The Mercury XM-800 is a concept car created by Mercury and first introduced at the 1954 Chicago Auto Show. In newspaper publicity at its 1954 debut, in Chicago and elsewhere, it was presented with its full name, Mercury Monterey XM-800. The XM, or experimental Mercury, "push car" (meaning that it was not drivable) went the 1954 US auto show circuit season. Although it was promoted by Ford as an "advanced design, engineered to go into volume production,” the XM 800 never passed the concept phase.

==Background==
The show car was designed by John Najjar. He was also responsible for the 1955 Lincoln Futura show car and the mid-engine Ford Mustang I experimental sports car of 1962. Much of the car's appearance and styling cues were later used on the Lincoln Premiere, Lincoln Capri, Mercury Montclair, Ford Crown Victoria, and other Ford and Mercury products during the mid-1950s.

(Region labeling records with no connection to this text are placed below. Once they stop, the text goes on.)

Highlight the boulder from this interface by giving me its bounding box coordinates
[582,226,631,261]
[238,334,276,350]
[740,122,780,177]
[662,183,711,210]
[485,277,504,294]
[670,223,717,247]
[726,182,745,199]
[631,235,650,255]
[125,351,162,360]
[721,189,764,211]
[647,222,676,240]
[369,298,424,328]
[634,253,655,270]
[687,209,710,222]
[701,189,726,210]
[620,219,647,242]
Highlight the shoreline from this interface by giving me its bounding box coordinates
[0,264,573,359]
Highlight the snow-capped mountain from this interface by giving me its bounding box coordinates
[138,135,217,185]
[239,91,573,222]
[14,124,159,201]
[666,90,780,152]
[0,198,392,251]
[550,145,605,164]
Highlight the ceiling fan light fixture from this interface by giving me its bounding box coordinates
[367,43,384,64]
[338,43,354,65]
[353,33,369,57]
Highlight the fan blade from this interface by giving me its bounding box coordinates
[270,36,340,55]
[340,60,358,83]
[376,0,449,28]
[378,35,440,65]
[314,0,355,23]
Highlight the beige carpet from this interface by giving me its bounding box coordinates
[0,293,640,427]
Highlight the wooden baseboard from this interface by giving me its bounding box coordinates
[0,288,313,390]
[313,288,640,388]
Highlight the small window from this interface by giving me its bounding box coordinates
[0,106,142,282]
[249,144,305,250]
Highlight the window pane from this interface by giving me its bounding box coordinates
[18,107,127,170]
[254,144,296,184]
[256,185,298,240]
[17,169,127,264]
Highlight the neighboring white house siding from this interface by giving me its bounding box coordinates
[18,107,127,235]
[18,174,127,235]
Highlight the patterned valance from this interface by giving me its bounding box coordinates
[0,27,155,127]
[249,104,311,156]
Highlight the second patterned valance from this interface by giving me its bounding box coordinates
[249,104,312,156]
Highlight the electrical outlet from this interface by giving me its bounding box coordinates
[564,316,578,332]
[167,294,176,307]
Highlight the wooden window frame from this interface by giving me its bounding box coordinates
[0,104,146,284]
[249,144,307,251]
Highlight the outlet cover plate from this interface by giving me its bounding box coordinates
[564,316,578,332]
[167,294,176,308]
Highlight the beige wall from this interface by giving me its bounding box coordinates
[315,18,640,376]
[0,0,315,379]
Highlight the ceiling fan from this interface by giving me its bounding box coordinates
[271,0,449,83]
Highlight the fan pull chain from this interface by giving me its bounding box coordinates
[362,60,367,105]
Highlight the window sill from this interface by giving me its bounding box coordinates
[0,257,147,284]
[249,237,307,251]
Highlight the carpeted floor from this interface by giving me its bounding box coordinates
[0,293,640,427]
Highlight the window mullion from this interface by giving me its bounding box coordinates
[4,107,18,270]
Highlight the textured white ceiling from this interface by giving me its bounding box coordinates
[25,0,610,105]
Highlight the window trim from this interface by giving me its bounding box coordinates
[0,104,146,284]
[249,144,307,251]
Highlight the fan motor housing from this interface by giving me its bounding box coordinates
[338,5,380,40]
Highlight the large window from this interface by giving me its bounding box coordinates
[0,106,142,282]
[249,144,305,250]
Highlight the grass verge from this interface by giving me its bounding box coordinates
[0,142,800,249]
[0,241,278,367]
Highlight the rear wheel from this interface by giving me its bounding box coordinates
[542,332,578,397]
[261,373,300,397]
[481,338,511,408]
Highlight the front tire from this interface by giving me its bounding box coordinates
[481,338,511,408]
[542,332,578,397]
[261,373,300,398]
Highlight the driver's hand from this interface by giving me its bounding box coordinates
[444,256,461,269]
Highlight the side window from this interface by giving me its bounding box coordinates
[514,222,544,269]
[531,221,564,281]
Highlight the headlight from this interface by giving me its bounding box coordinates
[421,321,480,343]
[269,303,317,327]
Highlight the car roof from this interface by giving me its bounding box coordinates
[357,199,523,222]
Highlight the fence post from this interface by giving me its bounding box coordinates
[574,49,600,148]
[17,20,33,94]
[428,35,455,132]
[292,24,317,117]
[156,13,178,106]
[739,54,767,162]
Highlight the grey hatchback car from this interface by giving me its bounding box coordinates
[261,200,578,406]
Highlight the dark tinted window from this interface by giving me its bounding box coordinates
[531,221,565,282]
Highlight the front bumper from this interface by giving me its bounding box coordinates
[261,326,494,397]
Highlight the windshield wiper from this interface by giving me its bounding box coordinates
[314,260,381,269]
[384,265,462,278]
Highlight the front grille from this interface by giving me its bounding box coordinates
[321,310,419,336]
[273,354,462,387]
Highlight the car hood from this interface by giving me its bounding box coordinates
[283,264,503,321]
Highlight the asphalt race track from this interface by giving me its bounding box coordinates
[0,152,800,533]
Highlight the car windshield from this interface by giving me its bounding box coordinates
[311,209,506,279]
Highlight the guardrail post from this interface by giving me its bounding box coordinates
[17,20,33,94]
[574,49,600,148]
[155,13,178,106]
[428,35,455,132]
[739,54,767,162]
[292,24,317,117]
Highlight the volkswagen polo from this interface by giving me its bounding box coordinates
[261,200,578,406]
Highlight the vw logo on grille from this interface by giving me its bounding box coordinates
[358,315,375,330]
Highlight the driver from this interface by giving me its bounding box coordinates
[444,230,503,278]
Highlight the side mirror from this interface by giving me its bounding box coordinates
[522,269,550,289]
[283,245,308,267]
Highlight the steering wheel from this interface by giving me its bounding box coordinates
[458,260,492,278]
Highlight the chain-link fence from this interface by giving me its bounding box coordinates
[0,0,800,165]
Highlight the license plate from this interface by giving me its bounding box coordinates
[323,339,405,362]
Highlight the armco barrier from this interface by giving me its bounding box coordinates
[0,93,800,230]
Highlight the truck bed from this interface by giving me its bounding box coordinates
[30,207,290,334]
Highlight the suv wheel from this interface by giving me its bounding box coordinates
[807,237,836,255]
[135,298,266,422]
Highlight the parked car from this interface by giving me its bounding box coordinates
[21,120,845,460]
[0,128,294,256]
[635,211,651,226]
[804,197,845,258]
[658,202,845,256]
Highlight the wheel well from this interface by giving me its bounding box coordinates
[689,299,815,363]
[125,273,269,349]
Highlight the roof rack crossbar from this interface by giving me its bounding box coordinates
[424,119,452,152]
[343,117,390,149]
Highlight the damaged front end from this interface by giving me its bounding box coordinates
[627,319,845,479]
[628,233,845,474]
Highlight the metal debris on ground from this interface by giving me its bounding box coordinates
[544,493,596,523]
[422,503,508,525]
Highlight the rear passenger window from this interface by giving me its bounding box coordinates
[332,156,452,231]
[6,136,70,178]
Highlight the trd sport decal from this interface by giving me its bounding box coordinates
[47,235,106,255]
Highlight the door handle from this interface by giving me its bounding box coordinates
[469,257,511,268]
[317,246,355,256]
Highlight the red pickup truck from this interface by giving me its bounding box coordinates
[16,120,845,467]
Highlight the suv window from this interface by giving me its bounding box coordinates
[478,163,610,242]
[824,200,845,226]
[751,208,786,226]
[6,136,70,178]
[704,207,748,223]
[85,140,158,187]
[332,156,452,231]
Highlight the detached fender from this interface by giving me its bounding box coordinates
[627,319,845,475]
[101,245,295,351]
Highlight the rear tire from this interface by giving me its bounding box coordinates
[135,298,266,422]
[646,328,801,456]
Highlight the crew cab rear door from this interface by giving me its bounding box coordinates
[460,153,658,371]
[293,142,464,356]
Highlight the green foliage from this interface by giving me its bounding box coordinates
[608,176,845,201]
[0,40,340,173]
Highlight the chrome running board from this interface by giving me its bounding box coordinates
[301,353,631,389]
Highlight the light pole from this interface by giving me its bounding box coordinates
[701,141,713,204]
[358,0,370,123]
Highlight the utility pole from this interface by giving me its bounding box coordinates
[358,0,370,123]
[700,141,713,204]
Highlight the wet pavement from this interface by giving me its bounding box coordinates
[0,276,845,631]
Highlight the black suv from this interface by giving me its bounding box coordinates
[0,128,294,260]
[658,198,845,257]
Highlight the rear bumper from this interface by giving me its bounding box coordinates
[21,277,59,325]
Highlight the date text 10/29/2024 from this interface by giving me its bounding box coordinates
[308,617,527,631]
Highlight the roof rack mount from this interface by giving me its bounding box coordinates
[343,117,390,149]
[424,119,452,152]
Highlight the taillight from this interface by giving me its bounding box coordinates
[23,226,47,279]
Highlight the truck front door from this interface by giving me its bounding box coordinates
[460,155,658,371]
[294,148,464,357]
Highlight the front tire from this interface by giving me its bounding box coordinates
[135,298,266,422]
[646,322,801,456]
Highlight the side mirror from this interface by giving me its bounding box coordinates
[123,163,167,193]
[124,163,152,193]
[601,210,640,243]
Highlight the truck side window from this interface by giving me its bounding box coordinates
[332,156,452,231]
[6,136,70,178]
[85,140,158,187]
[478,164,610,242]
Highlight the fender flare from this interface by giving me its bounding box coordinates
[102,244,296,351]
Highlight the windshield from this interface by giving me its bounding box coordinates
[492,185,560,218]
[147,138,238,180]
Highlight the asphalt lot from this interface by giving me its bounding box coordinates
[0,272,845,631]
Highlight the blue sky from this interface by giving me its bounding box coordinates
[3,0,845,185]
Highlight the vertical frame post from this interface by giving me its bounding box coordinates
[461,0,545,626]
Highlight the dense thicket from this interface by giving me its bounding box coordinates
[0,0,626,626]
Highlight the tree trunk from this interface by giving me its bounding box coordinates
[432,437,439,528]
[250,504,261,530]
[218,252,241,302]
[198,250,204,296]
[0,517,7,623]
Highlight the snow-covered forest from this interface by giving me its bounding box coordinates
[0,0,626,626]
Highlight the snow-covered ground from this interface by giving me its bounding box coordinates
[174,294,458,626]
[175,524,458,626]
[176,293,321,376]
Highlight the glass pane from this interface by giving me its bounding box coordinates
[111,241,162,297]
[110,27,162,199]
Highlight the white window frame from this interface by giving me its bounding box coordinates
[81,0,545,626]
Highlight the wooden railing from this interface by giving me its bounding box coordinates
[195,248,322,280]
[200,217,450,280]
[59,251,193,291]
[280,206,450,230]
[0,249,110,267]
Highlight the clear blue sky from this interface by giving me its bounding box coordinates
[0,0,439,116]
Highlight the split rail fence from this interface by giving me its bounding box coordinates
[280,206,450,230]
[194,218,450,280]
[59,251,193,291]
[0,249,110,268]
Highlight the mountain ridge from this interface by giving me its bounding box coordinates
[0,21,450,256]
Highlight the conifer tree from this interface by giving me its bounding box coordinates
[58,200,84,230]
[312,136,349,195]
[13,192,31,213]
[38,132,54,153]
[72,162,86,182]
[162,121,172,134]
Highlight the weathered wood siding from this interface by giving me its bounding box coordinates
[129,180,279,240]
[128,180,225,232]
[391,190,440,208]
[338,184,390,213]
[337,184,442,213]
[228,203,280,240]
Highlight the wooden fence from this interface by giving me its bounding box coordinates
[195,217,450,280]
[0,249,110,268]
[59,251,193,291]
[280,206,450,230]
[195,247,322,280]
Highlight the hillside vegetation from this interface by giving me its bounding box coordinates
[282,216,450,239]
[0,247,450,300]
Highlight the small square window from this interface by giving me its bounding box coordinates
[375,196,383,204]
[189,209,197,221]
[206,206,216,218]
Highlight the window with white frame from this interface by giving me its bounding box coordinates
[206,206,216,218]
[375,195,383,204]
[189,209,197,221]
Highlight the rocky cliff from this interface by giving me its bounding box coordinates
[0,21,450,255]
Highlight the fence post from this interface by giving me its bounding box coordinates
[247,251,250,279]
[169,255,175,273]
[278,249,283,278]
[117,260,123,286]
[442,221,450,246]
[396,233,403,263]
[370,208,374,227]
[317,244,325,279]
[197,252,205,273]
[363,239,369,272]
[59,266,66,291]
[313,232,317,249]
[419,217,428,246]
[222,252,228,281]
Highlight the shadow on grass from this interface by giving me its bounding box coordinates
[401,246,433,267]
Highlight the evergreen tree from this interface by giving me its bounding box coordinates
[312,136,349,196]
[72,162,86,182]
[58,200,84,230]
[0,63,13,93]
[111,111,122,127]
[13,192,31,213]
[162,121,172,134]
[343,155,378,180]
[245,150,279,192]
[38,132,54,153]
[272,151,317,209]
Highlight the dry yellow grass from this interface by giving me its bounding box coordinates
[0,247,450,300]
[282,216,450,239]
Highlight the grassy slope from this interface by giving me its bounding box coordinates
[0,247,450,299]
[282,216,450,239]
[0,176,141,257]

The concept model was built by Creative Industries of Detroit on a modified Mercury frame with a 1954 Mercury 312 CID V8 engine with dual exhausts. It features a low fiberglass body with much of its trim was also made out of chrome plated fiberglass and an interior with four bucket seats.

In early 1957 Ford donated the XM 800 to the University of Michigan's Automotive Engineering Lab for use in training "future" automotive engineers. A March 1957 article in the campus's student newspaper gives details of the then-recent donation, stating that the vehicle "was styled by William Schmidt of Mercury." After the automotive school closed, the show car was auctioned to a private individual who stored it in a barn, but never returned. It was sold again and stored for almost 30 years before being sold on 2008.

The car was restored and made operational and finally drove under its own power in 2009. Subsequently, the car was auctioned in 2010 for $429,000. It was shown at the 2012 Chicago Auto Show.